Compare two JPEG, PNG, or WebP images by calculating perceptual hashes and measuring the Hamming distance between them. Unlike a normal file checksum, this tool checks if two images look similar, even if they have been resized, compressed, or lightly edited.
Hash types and sensitivity
Choose between aHash, dHash, pHash, and wHash to compare different visual properties. aHash compares average brightness, dHash detects local pixel differences, and pHash and wHash focus on broader visual structure. Using multiple hashes provides a more balanced comparison result.
The hash size controls the level of detail in the fingerprint. An 8×8 hash is faster and good for catching obvious duplicates, while a 16×16 hash creates a 256-bit fingerprint that is much more sensitive to minor changes.
Hamming distance verdicts
The Hamming distance counts how many bits are different between the two hashes. A distance of zero means an exact match for that specific algorithm.

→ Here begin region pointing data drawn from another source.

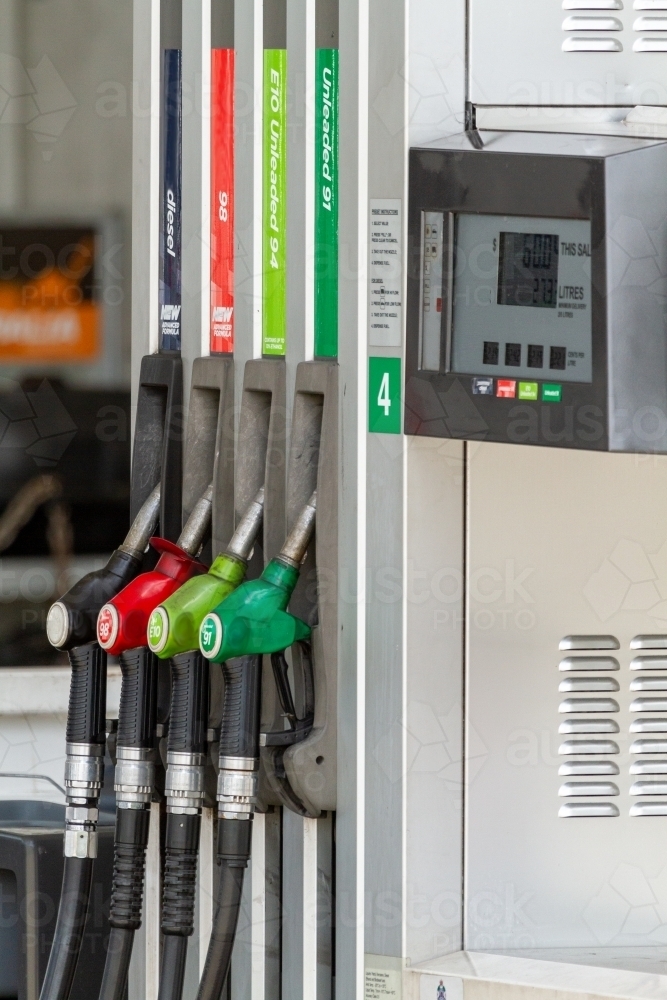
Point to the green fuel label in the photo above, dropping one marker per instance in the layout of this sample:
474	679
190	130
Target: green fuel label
274	322
326	203
384	395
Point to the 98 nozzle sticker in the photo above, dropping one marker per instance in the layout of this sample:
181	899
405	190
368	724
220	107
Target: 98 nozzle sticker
107	626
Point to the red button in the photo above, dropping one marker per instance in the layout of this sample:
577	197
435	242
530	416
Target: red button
506	388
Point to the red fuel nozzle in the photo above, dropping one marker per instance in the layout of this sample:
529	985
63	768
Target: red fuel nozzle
122	622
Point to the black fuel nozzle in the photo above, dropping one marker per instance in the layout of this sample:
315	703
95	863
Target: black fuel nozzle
72	620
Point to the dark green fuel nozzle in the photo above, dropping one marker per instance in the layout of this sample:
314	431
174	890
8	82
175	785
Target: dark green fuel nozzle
174	626
253	619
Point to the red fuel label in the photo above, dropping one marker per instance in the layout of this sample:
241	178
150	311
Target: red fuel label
222	201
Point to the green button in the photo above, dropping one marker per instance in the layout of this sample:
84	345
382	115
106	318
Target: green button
528	390
552	392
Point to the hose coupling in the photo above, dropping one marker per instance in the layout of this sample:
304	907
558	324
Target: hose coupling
237	787
81	831
84	772
184	785
134	777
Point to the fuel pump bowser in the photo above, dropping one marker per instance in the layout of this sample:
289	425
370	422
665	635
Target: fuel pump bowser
536	317
71	625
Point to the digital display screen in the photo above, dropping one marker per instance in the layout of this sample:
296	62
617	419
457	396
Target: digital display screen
501	265
528	270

A lower distance means the hashes are closer, often suggesting the images are just resized or compressed versions of the same file. A higher distance indicates the hashes are further apart and the visual differences are more significant.
Exporting the comparison
After comparing both images, the table shows the distance, similarity percentage, and a plain-language verdict. You can copy the comparison summary directly to your clipboard or download it as a CSV.
The export includes the selected algorithms, both filenames, and the total hash bits. This is useful for auditing website images, keeping QA notes, or documenting duplicate assets.